There are also a bunch of functions to retrieve information from the folder/foldercollection objects.

fo.bestfit()

Gives the bestfit or bestfits.

fo.names

Gives the names of the parameters in the chain. To get just the parameters, you can use fo.names[2:].

fo.mean([parnames,asdict])
fo.cov([parnames])
fo.std([asdict])

This gives the mean, covariance matrix, or standard deviation. The parnames is a list of parameter names (or a string of a single parameter). The asdict parameter allows you to retrieve the output as a dictionary with the parameter names and then the corresponding values.

fo.set_texname(parname, texname)

Used to set the tex name for a parameter given by parname as texname -- The latter should be render-able with latex.

fo.get_bounds()

This gives the ranges of the parameters as a dictionary. Similarly get_range(par) gives the range for a single parameter par.

fo.write(fname, [codetype])

The fname is writing the current folder object (after modifications) in the same format as the code codetype.

Getting samples returns an array of the samples, logfilethe arguments of the file containing the properties of the chain, similarly cosmoargs gives only the fixed arguments.

fo.to_class_dict()
fo.to_class_ini()

Can be used to turn the chain object into a python dictionary, or a .ini file to be used by class. The second is only possible if there's only one point in the chain left, such as using the fo.bestfit.to_class_ini().

fo.constraint([parnames])

This gives the constraints in a special notation, for each parameter in parnames (either string or list of strings). It gives [[lower, upper], type], where lower is the lower bound (or lower range), upper is the upper bound (or upper range), and type can be unconstrained if there is no constraint, > if there is only a lower bound, and < if there is only an upper bound, and +- if there is a lower and upper bound (i.e. sigma errors).

fo.texconstraint([parnames,withdollar,withname])

This gives the constraints for the parameters specified in paramnames (single string or list thereof) well formatted for inserting e.g. into a latex document. withdollar says whether a $ prefix/suffix should be included, and withname says whether the name should be included in the resulting string.

fo.gelman([parnames,subdivisions])

Gives the Gelman-Rubin criterion for the parameters specified by paramnames (single list or list thereof). subdivisions can be used to additionally subdivide the array.

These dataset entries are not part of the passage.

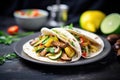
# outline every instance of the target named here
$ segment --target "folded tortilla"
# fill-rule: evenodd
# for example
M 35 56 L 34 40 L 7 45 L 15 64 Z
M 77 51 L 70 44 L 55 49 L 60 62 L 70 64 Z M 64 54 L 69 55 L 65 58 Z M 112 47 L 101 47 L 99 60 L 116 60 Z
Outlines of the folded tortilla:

fo.max_gelman([subdivisions])

Gives the maximum Gelman-Rubin criterion for all possible parameter directions (which are specified by the eigenvalues of the covariance matrix). Can be subdivided with subdivisions, see gelman above.

Plotting

There is also a functions convert the folder or foldercollection objects using the getdist tool, and to plot it.

fo.to_getdist()

Converts the folder into a MCSamples object from getdist

fo.plot_getdist([ax, colors, alphas, add_point, show, contours, **kwargs])

This plots the object by first converting them to an MCSamples object , and the invoking the plot option. The alphas specifies the transparency as an alpha values for each contour. show invokes matplotlib.pyplot.show at the end of the function. The contours says how many contours should be drawn, either as an integer (number of sigma intervals) or as a list of percentages. Finally, kwargs is a list of additional keyword arguments that will generally be passed to the triangle_plot or rectangle_plot function of getdist, except for a few exceptions

• legend_labels are the labels that should be in the legend of the plot.
• analysis_settings are getdist analysis settings that are passed to the updateSettings function of getdist, see this link here.
• linestyle is a list of linestyles (or a single one) that should be applied to the lines (in the 1D posteriors)
• Similarly, line_args is a list of dictionaries of the arguments for each line for each folder that is plotted.
• If the option rectangle is included, it should be a dictionary containing x and y for the parameters to draw on the x-axis/y-axis, each one a list of parameter names, for example: fo.plot_getdist(rectangle={'x':['a','b'],'y':['c','d','e']}) The add_point adds a new point (as vertical/horizontal lines) to the plot, but can also be used to include contours for a given parameter. The two notations are add_point={'parname':[value, color]} or add_point={'parname':[mean, sigma, color]}.